# Brief normal forms explanation with Haskell

4 min readBefore we start to befriending normal forms, there are some basic terms I’d like to briefly introduce.

### Reduced Normal Form

We’re going to start with my favourite. Why is that my best one? Because of its tricky definition. Stay focus.

Expression A has

r-nfif there exists term B obtained from A that is inr-nfand B is inrn-fwhere there’s no term A such A can be obtained from B and A hasr-nf.

Take your time reading it couples of times. I took me a while to see the difference between having and being when I read about it in the internet.

So, what does it mean exactly? Consider some expression A, which has an **r-nf**. It means than A can be transformed using reduction rules to another expression B, such that it cannot be transformed further in any way — there’s no possible reduction for the term B. In other words B is reduction-free. Let’s look at the example below:

`f = \x -> (\y -> y) x`

The above term has **r-nf**, because it can be transform using **beta-reduction** to the following one:

`f = \x -> x`

which on the other hand cannot be reduced in any way, which means it’s in **r-nf.**

### (Head) Normal Form

You can think of the **hnf** as of the simplest form of the particular expression. The **head normal form** (or just **normal form**) is the same as reduced normal form. In other words — it has no thunks inside.

An expression in normal form is fully evaluated, and no sub-expression could be evaluated any further.

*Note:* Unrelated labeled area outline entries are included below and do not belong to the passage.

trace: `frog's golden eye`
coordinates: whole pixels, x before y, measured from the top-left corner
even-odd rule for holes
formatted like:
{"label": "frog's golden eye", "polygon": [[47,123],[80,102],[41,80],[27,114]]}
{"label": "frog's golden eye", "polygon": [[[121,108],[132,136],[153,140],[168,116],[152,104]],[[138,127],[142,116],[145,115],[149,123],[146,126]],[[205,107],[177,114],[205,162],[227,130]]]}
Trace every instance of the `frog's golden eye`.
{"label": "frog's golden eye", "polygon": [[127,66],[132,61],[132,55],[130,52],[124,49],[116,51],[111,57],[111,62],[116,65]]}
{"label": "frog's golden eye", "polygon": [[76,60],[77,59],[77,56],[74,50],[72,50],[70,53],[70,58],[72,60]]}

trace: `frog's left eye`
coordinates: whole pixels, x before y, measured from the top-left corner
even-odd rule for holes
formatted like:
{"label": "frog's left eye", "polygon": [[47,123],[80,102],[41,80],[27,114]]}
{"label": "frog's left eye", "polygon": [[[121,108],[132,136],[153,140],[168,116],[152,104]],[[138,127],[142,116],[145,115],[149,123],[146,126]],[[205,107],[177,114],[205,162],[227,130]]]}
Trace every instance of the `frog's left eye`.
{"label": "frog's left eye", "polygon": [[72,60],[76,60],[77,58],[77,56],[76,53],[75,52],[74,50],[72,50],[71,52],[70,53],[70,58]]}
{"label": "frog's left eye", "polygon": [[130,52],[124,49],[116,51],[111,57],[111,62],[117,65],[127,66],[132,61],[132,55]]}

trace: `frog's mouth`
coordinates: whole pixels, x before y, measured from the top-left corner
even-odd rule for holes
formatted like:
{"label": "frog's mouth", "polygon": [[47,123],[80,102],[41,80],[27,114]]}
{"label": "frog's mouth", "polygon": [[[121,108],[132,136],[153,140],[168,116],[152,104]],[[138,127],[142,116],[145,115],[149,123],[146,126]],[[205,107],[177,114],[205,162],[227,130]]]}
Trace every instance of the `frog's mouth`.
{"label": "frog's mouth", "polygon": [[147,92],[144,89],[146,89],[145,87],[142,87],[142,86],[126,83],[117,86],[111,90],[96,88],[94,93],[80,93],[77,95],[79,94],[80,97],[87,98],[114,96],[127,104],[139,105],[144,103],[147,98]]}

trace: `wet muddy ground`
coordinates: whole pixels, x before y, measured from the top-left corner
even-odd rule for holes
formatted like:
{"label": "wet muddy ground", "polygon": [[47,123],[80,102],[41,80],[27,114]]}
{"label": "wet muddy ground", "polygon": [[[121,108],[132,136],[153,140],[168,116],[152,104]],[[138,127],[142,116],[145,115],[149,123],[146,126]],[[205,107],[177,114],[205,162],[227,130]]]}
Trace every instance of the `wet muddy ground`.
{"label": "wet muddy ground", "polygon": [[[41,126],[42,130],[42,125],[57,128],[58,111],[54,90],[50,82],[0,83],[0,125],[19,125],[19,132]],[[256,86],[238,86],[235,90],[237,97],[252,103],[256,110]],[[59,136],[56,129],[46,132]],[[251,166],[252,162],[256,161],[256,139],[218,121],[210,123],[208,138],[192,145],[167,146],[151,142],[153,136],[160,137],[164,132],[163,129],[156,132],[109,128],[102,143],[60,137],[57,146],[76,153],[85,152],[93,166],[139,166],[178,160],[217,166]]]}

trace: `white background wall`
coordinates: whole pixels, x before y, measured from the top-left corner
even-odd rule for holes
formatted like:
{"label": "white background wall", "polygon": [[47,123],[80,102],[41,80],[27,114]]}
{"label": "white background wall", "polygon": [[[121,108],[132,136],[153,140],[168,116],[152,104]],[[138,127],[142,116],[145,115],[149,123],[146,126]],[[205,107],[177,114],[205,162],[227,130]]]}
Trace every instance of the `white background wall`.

For example these expressions are all in **normal form**:

```
7
1:2:[]
\x -> (x + 1)
```

In general Haskell makes no use of head normal form, because of its laziness. But HNF can be obtained with some poking around inside the function bodies. In haskell prelude there’s function **seq** that introduces some strictness to a Haskell program. seq:: a ->b -> b takes two arguments of any type, and returns the second. However, it also evaluates the outermost part of the first one. But all sub-expressions stay as they were, so there’s no certainty in obtaining a normal form. That’s where **deepseq** comes in handy. This package provides methods for fully evaluating data structures (**deep evaluation**) and is the way to bring full strictness to the program.

### Weak Head Normal Form

First, let’s look at some examples of the expressions that are in weak normal form (**WHNF**).

```
(1 + 1, 1 + 2)
'h' : ("e" ++ "llo")
\x -> 2 + 2
```

In the first two examples the outermost part (the **head**) is data constructor and in the last one the head is a lambda abstraction. And it’s the gist of **WHNF**.

An expression is in

weak head normal formwhen the outermost part has been evaluated to the data constructor or lambda abstraction.Sub-expressionsmay not have been evaluated. If all the sub-expressions would be evaluated then the expression would be innormal form. The conclusion is: every normal form expression is also in weak normal form. The opposite is not always the true.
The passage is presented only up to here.